Tramiprosate Efficacy in APOE4 Homozygous Subjects with AD: Larger Effects in  Mild Patient Subgroups

Abstract

OBJECTIVES: ALZ-801 is an oral pro-drug of tramiprosate being developed as a disease-modifying agent for Alzheimer’s disease (AD). Tramiprosate inhibits formation of Aβ oligomers and neurotoxicity. In a Phase 3 study in Mild/Moderate AD, tramiprosate did not demonstrate efficacy in the overall population but subgroup analyses showed a promising signal in patients homozygous for the ε4 allele of apolipoprotein E (APOE4/4 homozygotes). Tramiprosate efficacy was further analyzed in APOE4/4 patients with Mild versus Moderate AD.

METHODS: The 78-week Phase 3 North American study enrolled 1,052 AD patients (MMSE range 16- 26) on a background of stable symptomatic AD drugs in 3 parallel arms: placebo, 100 mg BID, 150 mg BID. ADAS-cog and CDR-SB co-primary outcomes were analyzed using MMRM in the overall population and the two Mild groups: MMSE (20-26) and (22-26) at baseline.

RESULTS: Analyses included 147 APOE4/4 homozygous AD patients. In the Mild AD subgroup (~65%), tramiprosate showed early and progressive trends for cognitive and functional benefit (nominally significant at Weeks 52-78). In the Mild to Moderate AD group, early benefits were observed and sustained for 52, 65 and 78 weeks (ADAS-cog) or 52 weeks (CDR-SB). The largest and most significant effects occurred in the Milder subgroup (MMSE 22-26).

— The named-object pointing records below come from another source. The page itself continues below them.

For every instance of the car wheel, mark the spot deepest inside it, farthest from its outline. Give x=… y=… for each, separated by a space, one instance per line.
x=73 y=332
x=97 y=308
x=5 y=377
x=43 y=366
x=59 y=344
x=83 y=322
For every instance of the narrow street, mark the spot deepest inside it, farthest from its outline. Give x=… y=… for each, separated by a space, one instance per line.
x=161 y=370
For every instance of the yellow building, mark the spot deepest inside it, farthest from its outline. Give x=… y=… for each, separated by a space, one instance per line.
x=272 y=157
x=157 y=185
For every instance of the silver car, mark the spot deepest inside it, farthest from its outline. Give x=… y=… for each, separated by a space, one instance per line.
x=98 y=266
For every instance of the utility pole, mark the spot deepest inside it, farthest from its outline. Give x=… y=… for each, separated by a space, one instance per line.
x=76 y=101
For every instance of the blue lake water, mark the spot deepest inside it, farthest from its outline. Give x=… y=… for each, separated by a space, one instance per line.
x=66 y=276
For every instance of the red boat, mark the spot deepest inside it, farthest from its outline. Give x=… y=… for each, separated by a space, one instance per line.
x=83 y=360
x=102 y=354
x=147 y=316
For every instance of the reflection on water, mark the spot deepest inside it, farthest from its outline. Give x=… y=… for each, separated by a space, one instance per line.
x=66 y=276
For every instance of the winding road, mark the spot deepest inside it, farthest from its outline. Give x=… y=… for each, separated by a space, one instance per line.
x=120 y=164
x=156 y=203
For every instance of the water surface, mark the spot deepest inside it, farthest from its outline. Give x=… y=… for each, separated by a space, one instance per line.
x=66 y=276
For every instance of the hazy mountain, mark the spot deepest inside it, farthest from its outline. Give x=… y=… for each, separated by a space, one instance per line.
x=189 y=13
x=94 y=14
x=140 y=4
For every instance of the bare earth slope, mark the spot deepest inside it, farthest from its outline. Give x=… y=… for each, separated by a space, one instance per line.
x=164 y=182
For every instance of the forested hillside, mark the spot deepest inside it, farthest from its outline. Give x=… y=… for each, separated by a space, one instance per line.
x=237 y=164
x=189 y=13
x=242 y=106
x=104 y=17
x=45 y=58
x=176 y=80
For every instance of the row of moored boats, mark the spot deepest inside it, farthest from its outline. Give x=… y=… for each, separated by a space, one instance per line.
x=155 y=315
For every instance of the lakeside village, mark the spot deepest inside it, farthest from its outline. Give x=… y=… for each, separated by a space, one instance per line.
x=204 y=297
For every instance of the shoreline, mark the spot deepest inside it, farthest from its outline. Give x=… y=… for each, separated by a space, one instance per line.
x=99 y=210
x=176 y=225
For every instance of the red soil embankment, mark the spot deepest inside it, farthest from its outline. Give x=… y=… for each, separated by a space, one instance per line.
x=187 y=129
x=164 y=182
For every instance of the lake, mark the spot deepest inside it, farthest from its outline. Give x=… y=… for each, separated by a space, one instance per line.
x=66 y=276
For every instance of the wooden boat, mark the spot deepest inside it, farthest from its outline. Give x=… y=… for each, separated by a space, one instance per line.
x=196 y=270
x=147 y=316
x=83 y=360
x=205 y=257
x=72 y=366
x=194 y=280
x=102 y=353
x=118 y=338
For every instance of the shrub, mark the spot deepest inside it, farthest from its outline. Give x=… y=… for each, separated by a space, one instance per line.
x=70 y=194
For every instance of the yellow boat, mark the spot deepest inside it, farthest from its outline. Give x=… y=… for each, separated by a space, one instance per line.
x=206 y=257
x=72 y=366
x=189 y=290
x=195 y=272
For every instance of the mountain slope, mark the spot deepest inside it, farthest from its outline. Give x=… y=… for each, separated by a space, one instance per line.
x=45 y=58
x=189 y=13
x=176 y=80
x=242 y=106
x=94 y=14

CONCLUSIONS: In the APOE4/4 AD population, tramiprosate showed the largest benefit with sustained cognitive and functional improvement above baseline in Milder (MMSE 22-26) patients. This preferential efficacy in Milder AD is consistent with the effects of other anti-amyloid agents. Surprisingly, Mild to Moderate AD patients also showed efficacy, lasting for ~65 weeks. This data suggests that ALZ-801, the optimized pro-drug of tramiprosate in preparation for Phase 3 studies, may provide benefit in both Mild and Moderate APOE4/4 patients, but with stronger effects in Mild and Milder patients.